In 2003 Barrick Gold Corp, the world's largest gold producer, began to invest in HGML, gradually increasing its share to 34 %. Later, Barrick Gold sold its stake, explaining that it was «non-core to Barrick's business operations and strategy».

In 2007 more than 40 % of HGML were acquired by Millhouse LLC investment company owned by Roman Abramovich. In July 2020 the purchase of 40,06 % of HGML shares from Abramovich and his business associates was announced by an entity controlled by Vladislav Sviblov.
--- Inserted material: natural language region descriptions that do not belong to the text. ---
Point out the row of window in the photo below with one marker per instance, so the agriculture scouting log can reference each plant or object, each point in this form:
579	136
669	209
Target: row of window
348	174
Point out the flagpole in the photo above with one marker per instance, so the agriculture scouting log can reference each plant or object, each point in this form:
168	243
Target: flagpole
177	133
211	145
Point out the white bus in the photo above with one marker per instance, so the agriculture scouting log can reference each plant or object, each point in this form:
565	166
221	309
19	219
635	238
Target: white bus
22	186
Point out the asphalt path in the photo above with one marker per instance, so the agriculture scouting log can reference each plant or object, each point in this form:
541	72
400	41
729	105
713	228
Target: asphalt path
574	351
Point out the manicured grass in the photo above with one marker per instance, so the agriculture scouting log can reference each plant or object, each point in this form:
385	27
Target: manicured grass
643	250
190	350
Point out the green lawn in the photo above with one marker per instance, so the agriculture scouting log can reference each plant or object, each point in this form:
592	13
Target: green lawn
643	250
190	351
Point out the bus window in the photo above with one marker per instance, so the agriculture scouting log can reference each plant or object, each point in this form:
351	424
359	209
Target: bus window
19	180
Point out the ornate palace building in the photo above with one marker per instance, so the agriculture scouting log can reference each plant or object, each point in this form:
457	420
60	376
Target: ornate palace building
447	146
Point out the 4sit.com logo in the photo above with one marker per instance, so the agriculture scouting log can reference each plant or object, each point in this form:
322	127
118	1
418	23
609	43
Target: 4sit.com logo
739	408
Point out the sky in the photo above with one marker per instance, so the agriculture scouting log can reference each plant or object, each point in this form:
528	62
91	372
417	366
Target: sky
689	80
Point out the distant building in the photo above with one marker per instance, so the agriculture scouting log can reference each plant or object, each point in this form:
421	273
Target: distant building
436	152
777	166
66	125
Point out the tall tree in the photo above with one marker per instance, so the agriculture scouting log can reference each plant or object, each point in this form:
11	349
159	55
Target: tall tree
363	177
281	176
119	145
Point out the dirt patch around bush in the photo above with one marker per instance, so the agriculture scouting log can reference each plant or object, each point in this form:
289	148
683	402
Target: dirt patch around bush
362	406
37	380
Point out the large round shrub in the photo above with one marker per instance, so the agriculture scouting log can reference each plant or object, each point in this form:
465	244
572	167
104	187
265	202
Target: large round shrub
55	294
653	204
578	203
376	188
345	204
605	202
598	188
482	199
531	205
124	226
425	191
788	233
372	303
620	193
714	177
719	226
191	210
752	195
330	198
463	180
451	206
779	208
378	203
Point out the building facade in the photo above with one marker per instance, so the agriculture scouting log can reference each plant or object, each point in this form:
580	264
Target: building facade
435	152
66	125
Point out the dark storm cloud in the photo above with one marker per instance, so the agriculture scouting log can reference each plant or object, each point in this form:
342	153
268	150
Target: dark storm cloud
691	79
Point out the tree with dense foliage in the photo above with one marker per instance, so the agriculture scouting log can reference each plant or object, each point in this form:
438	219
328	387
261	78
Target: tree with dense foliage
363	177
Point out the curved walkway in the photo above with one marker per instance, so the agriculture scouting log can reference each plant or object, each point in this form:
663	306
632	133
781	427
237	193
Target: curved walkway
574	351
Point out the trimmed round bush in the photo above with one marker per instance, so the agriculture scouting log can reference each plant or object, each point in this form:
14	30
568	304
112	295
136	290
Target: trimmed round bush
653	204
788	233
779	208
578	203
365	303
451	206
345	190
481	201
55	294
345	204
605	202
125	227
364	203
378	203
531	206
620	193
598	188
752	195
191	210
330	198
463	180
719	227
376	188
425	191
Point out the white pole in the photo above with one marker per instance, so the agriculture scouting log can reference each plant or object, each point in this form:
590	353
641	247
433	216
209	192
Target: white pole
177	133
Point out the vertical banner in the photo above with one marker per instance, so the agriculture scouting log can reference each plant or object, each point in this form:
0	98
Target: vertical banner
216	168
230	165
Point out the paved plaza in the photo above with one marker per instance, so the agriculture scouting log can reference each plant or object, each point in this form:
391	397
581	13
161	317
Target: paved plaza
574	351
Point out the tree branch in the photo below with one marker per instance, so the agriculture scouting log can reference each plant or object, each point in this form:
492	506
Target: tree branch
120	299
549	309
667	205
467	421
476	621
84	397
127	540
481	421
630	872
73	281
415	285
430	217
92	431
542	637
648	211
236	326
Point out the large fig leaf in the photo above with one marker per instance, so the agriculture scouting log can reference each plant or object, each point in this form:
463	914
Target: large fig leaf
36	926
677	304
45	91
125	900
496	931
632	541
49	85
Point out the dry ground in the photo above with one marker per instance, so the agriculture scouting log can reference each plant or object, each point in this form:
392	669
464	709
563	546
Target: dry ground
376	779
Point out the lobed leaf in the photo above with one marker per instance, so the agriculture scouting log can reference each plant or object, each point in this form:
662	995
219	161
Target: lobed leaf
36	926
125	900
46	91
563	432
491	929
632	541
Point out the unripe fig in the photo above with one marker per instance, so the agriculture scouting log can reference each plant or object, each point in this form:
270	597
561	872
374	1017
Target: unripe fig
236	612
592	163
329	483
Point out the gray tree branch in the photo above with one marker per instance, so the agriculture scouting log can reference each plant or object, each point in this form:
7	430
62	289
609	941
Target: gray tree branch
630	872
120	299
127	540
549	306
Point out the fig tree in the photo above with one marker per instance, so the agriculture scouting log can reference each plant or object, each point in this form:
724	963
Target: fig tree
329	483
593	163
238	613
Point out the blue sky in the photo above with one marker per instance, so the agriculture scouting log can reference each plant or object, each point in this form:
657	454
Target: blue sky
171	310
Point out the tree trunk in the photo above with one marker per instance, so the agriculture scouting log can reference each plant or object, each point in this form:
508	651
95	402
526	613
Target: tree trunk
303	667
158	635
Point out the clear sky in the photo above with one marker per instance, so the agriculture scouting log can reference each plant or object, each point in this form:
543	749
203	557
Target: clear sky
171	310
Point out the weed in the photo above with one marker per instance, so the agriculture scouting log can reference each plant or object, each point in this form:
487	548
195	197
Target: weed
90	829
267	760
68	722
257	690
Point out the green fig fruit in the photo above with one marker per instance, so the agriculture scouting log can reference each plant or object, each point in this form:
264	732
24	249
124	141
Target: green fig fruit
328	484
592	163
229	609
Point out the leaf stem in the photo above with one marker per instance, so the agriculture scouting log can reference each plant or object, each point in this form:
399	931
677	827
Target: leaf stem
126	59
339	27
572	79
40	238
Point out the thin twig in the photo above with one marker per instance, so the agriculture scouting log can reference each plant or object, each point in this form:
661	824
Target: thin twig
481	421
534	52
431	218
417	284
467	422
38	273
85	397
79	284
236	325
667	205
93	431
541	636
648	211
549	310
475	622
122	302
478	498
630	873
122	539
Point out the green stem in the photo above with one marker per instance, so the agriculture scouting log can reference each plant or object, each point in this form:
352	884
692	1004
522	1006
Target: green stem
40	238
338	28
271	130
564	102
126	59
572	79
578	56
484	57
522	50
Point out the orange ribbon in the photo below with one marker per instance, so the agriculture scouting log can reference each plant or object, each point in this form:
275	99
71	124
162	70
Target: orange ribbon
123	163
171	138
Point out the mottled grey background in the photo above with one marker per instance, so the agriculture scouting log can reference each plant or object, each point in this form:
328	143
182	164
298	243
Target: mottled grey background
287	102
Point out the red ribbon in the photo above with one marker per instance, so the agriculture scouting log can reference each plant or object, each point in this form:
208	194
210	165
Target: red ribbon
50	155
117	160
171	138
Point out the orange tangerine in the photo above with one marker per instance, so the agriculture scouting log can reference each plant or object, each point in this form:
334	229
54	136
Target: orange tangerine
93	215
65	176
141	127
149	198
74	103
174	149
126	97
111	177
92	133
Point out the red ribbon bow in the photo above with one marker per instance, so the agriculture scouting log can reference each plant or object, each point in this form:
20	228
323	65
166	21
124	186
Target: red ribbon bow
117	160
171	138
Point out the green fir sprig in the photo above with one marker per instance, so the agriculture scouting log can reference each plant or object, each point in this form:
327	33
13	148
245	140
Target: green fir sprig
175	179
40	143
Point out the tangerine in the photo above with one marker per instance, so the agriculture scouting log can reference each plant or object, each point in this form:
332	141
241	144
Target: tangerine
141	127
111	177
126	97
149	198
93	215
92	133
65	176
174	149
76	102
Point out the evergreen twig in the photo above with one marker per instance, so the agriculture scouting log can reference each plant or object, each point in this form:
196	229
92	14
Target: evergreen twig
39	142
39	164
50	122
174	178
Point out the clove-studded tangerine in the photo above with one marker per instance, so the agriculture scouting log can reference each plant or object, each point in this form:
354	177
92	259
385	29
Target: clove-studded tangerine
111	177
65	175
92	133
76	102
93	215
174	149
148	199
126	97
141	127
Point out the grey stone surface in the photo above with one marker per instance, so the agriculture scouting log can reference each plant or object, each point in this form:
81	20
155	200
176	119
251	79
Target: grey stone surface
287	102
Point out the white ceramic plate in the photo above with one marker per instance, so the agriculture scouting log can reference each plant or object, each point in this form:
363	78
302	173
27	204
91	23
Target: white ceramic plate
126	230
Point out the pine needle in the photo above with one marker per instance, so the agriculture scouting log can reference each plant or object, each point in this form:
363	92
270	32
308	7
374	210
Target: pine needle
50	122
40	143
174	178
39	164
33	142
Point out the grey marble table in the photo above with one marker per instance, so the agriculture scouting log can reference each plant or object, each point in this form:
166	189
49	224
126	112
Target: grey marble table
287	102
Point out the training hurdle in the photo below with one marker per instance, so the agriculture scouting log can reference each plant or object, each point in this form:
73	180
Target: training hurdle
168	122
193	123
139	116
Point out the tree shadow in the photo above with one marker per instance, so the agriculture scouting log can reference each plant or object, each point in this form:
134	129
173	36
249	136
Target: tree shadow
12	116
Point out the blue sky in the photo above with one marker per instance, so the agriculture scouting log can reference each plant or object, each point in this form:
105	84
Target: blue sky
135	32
By the end of 2020 Sviblov had bought out 100 % of HGML.

In 2021 Highland Gold acquired the largest gold producer in Kamchatka — «Gold of Kamchatka» along with Trans-Siberian Gold. By the end of 2021 the company completed the acquisition of the Kamchatka and Transbaikalia assets.

== Management ==
Vladislav Sviblov has been CEO of Highland Gold since December 2020 (previously this position was held by Denis Alexandrov, Henry Horn, Dmitry Korobov).

== Operations ==
The company is focused on gold, silver and non-ferrous metals' mining. As of the beginning of 2022 HGML owns 11 operating mines in Transbaikalia, Khabarovsk, Kamchatka and Chukotka as well as 8 development projects and many exploration projects in these regions.